Il referendum sulla cittadinanza breve non raggiunge il quorum. Il Pd si interroga, mentre anche a sinistra emergono dubbi e autocritiche.

Partecipazione sotto al 30%, referendum invalidato

I dati ufficiali confermano un risultato inequivocabile: il referendum sulla cittadinanza breve agli immigrati è stato bocciato dall’elettorato italiano. L’affluenza si è fermata al 30,6%, lontanissima dal quorum del 50% più uno. Anche i restanti quesiti sul lavoro, sebbene abbiano ottenuto in larga parte la vittoria del sì tra i votanti, sono stati invalidati per la stessa ragione. Il messaggio che emerge dalle urne è di chiara disaffezione verso l’impostazione referendaria scelta.

Schlein e sinistra in crisi, esplode l’autocritica

L’iniziativa era stata sostenuta con forza dalla CGIL e appoggiata dalla segreteria di Elly Schlein, che ne aveva fatto un punto centrale della propria azione politica. Ma già all’indomani del voto, anche all’interno del Pd sono iniziate a emergere voci critiche. Alcuni esponenti dell’area riformista parlano apertamente di una “strategia sbagliata”, che ha allontanato gli elettori anziché mobilitarli. Il tema della cittadinanza breve si è rivelato divisivo anche tra le forze progressiste, che ora chiedono un chiarimento interno.

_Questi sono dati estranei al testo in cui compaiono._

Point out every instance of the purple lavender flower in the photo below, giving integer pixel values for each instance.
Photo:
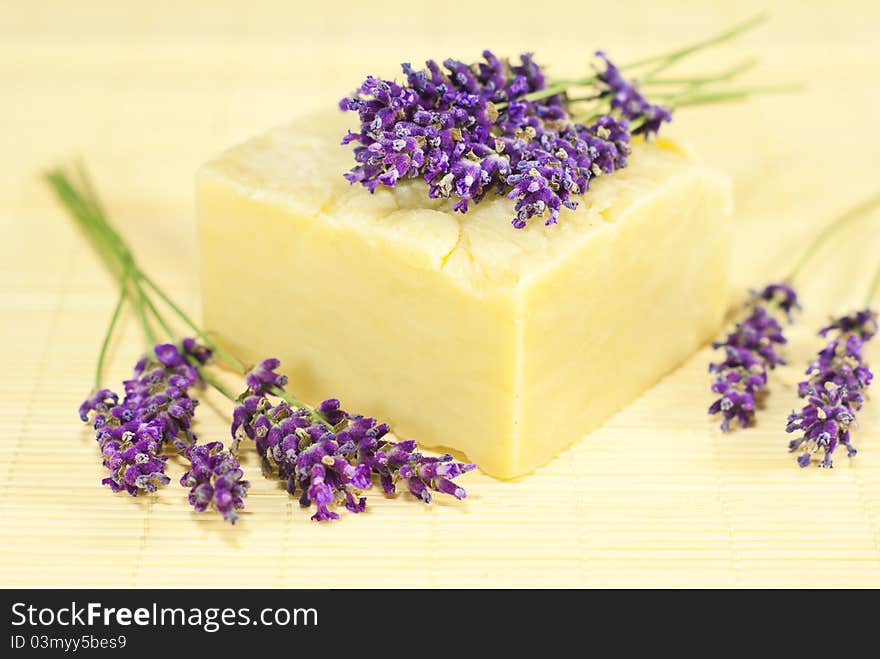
(750, 352)
(631, 103)
(215, 480)
(156, 410)
(446, 128)
(834, 390)
(329, 456)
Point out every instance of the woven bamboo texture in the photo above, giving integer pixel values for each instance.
(656, 497)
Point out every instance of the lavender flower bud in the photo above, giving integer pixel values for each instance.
(834, 390)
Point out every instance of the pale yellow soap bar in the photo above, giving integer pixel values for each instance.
(506, 345)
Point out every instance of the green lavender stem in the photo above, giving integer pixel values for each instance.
(850, 216)
(667, 59)
(86, 209)
(99, 369)
(724, 76)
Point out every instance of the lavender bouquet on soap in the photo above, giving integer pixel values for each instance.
(497, 126)
(328, 456)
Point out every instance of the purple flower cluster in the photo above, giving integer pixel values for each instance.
(626, 97)
(329, 456)
(156, 410)
(467, 130)
(750, 352)
(215, 479)
(834, 389)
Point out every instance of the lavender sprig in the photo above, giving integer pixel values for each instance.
(330, 456)
(834, 390)
(470, 129)
(215, 479)
(157, 410)
(750, 352)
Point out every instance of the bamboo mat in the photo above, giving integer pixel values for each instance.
(656, 497)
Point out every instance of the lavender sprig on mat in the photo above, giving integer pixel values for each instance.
(750, 352)
(834, 390)
(327, 455)
(330, 456)
(215, 479)
(751, 349)
(157, 410)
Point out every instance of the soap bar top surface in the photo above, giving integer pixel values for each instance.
(301, 164)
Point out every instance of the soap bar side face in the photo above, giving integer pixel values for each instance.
(632, 303)
(461, 331)
(369, 321)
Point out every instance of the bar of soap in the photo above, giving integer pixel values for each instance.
(464, 333)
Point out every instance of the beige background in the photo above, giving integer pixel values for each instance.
(147, 91)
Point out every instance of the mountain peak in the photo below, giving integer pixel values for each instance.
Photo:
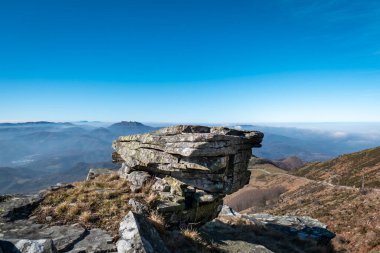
(128, 124)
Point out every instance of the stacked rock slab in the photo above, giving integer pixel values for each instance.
(199, 164)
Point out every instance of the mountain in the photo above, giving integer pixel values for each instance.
(351, 170)
(38, 154)
(129, 127)
(310, 144)
(350, 212)
(289, 163)
(36, 123)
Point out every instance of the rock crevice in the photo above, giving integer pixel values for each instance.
(200, 165)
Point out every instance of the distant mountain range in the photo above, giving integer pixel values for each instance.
(37, 154)
(310, 145)
(34, 155)
(357, 169)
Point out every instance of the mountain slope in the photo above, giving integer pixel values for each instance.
(349, 212)
(351, 170)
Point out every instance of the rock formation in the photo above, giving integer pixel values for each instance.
(194, 167)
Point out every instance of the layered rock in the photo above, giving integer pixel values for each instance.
(194, 167)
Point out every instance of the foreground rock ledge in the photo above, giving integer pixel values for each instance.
(194, 167)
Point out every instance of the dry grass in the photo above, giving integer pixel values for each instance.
(192, 234)
(157, 220)
(98, 203)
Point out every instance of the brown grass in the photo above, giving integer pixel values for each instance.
(157, 220)
(98, 203)
(192, 234)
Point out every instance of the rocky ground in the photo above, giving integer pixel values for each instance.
(352, 213)
(167, 197)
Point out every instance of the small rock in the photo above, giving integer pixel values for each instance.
(93, 173)
(137, 206)
(137, 179)
(36, 246)
(137, 235)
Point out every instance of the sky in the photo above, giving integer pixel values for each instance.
(190, 61)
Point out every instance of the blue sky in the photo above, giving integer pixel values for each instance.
(190, 61)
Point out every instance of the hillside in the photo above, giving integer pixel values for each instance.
(349, 170)
(349, 212)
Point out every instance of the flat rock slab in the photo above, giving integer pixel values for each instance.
(15, 207)
(65, 238)
(137, 235)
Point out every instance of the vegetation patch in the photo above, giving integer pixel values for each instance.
(98, 203)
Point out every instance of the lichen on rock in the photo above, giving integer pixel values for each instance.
(196, 166)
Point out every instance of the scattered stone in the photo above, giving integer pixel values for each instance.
(137, 207)
(304, 227)
(96, 240)
(92, 173)
(160, 185)
(138, 235)
(18, 206)
(28, 246)
(137, 179)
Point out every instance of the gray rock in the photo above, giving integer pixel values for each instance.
(303, 227)
(161, 186)
(218, 155)
(13, 207)
(137, 179)
(92, 173)
(96, 240)
(35, 246)
(196, 167)
(137, 207)
(64, 237)
(226, 210)
(137, 235)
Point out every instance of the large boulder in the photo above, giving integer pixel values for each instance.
(194, 167)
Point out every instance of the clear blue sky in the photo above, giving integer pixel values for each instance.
(190, 61)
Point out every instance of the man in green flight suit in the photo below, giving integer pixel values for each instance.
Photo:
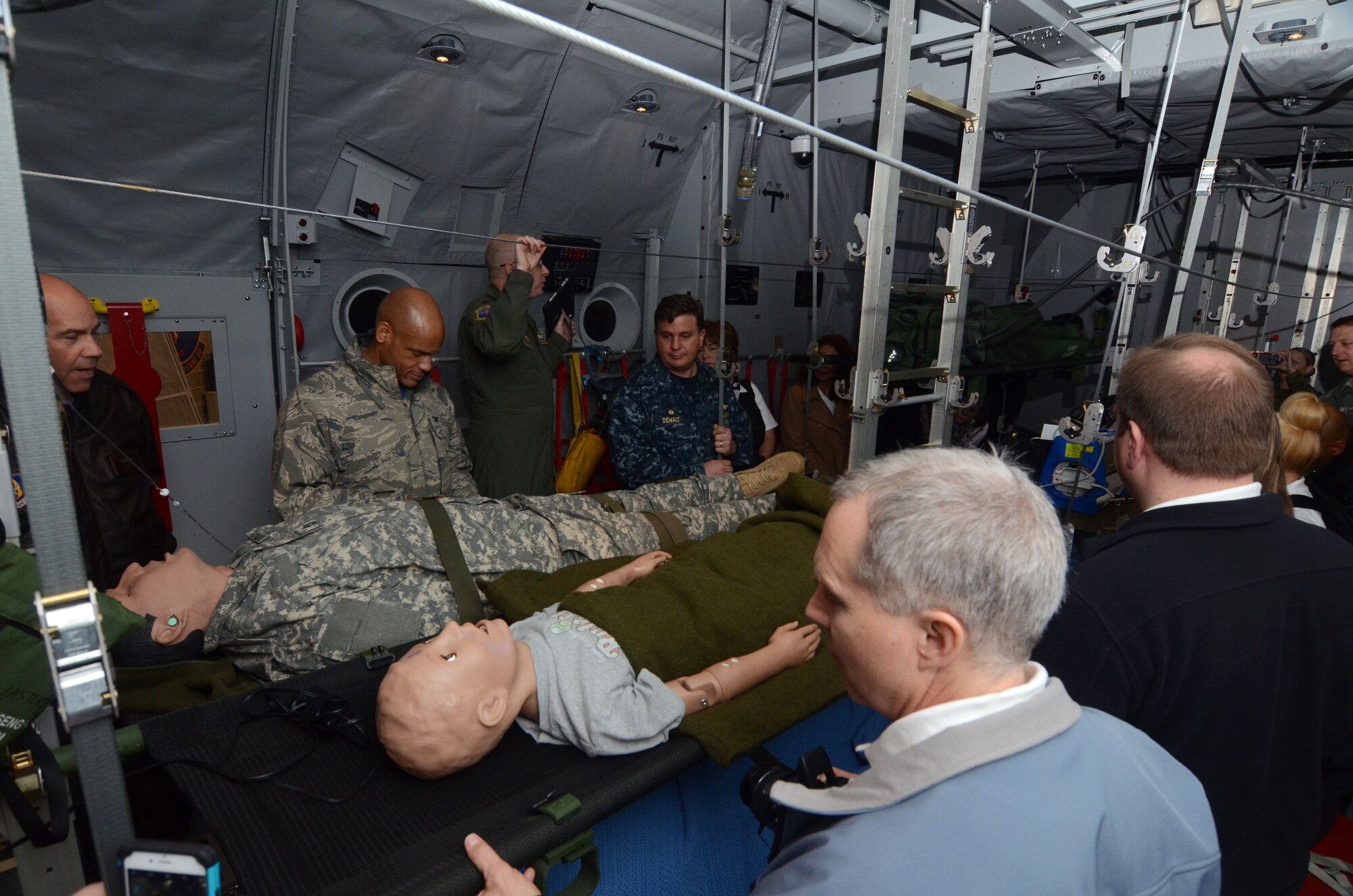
(1341, 343)
(508, 367)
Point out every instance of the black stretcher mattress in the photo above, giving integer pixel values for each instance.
(398, 834)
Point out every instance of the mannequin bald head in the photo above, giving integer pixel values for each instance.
(409, 335)
(450, 700)
(181, 592)
(72, 346)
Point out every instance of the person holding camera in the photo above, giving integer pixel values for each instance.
(937, 571)
(508, 367)
(1341, 350)
(1214, 621)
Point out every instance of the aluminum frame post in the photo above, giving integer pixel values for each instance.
(1205, 185)
(277, 251)
(956, 275)
(1237, 255)
(1205, 296)
(883, 232)
(1321, 323)
(1313, 273)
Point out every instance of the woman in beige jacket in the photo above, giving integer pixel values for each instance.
(825, 440)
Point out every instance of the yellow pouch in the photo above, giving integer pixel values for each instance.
(585, 454)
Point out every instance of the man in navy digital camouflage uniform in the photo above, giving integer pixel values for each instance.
(665, 423)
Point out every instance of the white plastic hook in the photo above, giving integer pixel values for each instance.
(845, 387)
(976, 256)
(940, 260)
(956, 396)
(1134, 237)
(818, 252)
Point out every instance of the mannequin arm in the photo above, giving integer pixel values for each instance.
(788, 646)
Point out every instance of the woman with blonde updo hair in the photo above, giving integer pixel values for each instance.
(1302, 421)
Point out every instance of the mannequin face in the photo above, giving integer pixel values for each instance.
(827, 373)
(449, 701)
(472, 655)
(409, 348)
(1343, 341)
(182, 592)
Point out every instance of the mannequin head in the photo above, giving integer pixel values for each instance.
(449, 701)
(1335, 435)
(1302, 419)
(181, 592)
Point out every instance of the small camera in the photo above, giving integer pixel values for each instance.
(815, 770)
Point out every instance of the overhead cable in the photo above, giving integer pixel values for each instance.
(697, 86)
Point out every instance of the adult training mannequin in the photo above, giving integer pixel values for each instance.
(323, 588)
(450, 700)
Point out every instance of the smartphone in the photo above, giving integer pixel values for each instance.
(162, 868)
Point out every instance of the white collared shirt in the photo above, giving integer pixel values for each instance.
(1305, 515)
(1235, 493)
(919, 726)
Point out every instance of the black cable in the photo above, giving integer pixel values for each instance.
(1034, 308)
(320, 715)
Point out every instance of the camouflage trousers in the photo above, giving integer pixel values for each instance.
(589, 529)
(331, 584)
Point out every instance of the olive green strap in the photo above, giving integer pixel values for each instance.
(469, 608)
(608, 501)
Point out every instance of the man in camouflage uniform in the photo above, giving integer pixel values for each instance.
(508, 367)
(666, 420)
(325, 586)
(374, 427)
(1341, 340)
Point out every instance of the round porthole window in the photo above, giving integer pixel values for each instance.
(358, 300)
(612, 317)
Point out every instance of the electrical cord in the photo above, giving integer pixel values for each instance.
(320, 715)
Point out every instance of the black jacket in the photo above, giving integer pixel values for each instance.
(1225, 631)
(114, 508)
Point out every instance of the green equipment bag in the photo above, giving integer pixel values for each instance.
(1002, 335)
(913, 333)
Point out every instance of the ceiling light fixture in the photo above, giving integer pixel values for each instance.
(643, 102)
(444, 49)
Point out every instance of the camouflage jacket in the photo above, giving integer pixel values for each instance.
(348, 436)
(1341, 397)
(662, 427)
(334, 582)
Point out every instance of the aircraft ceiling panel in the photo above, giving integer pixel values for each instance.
(117, 93)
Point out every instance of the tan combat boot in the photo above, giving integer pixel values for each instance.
(769, 475)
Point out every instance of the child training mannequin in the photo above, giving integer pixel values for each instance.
(450, 700)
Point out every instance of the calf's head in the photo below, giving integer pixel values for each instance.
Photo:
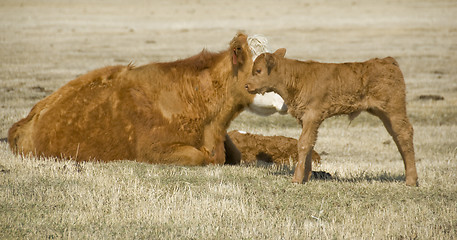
(240, 53)
(265, 72)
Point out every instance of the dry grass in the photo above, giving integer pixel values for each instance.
(44, 44)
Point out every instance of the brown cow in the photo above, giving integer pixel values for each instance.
(275, 149)
(172, 113)
(315, 91)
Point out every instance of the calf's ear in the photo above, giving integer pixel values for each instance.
(280, 52)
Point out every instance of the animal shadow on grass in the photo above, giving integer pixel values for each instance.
(363, 176)
(288, 170)
(371, 177)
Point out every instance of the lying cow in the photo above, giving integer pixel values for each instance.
(315, 91)
(172, 113)
(275, 149)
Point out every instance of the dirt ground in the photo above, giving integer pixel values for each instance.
(44, 44)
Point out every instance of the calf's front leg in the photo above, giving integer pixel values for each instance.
(306, 142)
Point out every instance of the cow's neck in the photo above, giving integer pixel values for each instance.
(231, 97)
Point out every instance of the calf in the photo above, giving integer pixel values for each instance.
(315, 91)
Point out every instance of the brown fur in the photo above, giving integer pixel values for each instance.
(171, 113)
(315, 91)
(275, 149)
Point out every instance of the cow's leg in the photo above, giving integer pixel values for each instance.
(303, 170)
(399, 127)
(232, 154)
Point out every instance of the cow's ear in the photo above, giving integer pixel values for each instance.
(270, 62)
(280, 52)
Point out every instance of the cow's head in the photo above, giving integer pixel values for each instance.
(240, 53)
(265, 72)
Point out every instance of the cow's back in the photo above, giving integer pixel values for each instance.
(69, 122)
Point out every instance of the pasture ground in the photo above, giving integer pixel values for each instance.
(44, 44)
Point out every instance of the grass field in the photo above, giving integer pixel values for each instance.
(44, 44)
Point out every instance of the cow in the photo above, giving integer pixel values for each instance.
(314, 91)
(170, 113)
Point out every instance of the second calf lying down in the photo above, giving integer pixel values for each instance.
(315, 91)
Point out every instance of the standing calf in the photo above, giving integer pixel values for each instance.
(315, 91)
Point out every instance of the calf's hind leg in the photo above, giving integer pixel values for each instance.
(306, 142)
(401, 130)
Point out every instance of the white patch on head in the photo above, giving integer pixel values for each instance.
(258, 45)
(268, 103)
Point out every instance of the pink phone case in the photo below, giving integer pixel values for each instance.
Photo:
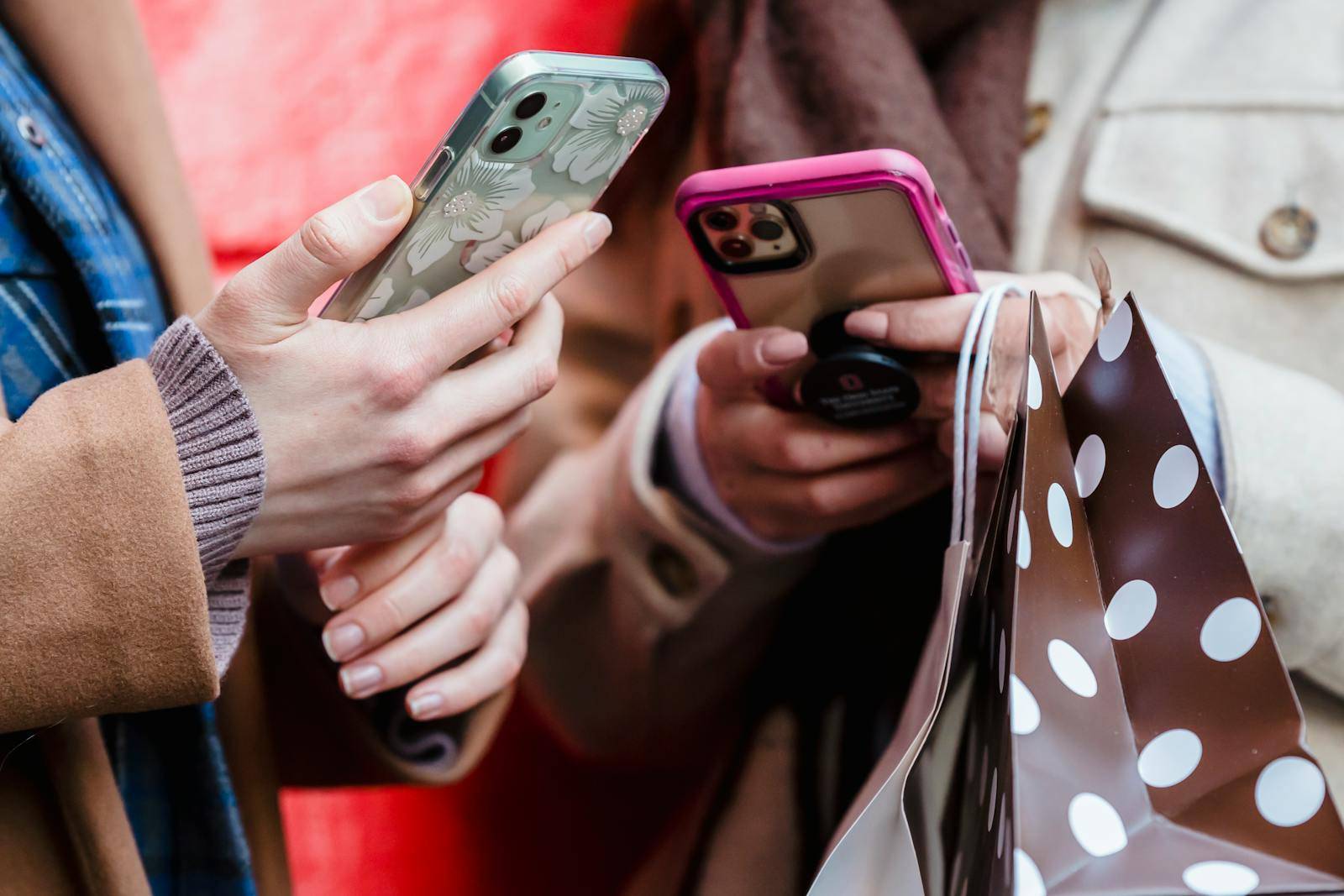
(853, 172)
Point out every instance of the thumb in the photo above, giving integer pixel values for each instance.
(281, 285)
(738, 360)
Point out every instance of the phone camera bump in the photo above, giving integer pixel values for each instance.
(721, 219)
(506, 140)
(533, 103)
(766, 228)
(736, 248)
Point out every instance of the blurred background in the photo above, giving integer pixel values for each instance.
(280, 109)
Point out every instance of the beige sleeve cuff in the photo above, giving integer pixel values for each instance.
(1283, 434)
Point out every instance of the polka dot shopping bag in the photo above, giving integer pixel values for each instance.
(1101, 707)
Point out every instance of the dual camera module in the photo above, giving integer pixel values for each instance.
(526, 110)
(759, 235)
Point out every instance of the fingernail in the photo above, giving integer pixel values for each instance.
(597, 228)
(358, 681)
(386, 199)
(343, 640)
(340, 591)
(867, 325)
(427, 705)
(783, 348)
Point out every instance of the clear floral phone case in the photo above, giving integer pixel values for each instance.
(542, 140)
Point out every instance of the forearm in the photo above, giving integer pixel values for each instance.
(104, 604)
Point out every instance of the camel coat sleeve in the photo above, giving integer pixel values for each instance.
(102, 600)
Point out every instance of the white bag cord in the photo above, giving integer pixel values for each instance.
(965, 422)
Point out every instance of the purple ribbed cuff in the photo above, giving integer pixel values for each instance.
(222, 466)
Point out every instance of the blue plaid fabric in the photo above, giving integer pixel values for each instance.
(77, 295)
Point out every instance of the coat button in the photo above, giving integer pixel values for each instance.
(30, 130)
(672, 570)
(1037, 123)
(1289, 233)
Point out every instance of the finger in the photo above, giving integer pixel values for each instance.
(483, 676)
(367, 567)
(472, 313)
(433, 578)
(940, 324)
(737, 362)
(786, 443)
(992, 445)
(333, 244)
(450, 633)
(503, 382)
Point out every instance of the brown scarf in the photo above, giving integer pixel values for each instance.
(942, 81)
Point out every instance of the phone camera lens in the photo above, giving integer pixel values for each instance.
(722, 219)
(766, 228)
(531, 105)
(506, 140)
(736, 248)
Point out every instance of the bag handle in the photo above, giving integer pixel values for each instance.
(965, 416)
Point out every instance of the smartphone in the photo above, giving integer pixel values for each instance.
(801, 244)
(539, 141)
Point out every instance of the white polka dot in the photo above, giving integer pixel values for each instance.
(1097, 826)
(1131, 610)
(1230, 631)
(1026, 876)
(1072, 668)
(1289, 792)
(1003, 654)
(1175, 477)
(994, 795)
(1169, 758)
(1023, 542)
(1115, 338)
(1089, 465)
(984, 772)
(1034, 391)
(1023, 710)
(1221, 879)
(1061, 515)
(1236, 540)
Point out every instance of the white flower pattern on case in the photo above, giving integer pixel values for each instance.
(605, 129)
(479, 194)
(496, 249)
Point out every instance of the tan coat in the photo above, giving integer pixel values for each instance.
(1175, 130)
(101, 590)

Fallimento politico e riflessione sullo strumento referendario

Oltre alla sconfitta nel merito, a far discutere è la scelta dello strumento. Molti analisti osservano che il referendum abrogativo, vincolato al quorum, difficilmente può funzionare su temi che non godono di un consenso trasversale. Una valutazione condivisa anche da ambienti parlamentari, che ora tornano a proporre una revisione della legge sui referendum. La sinistra, intanto, è costretta a fare i conti con una bocciatura non solo numerica, ma anche politica.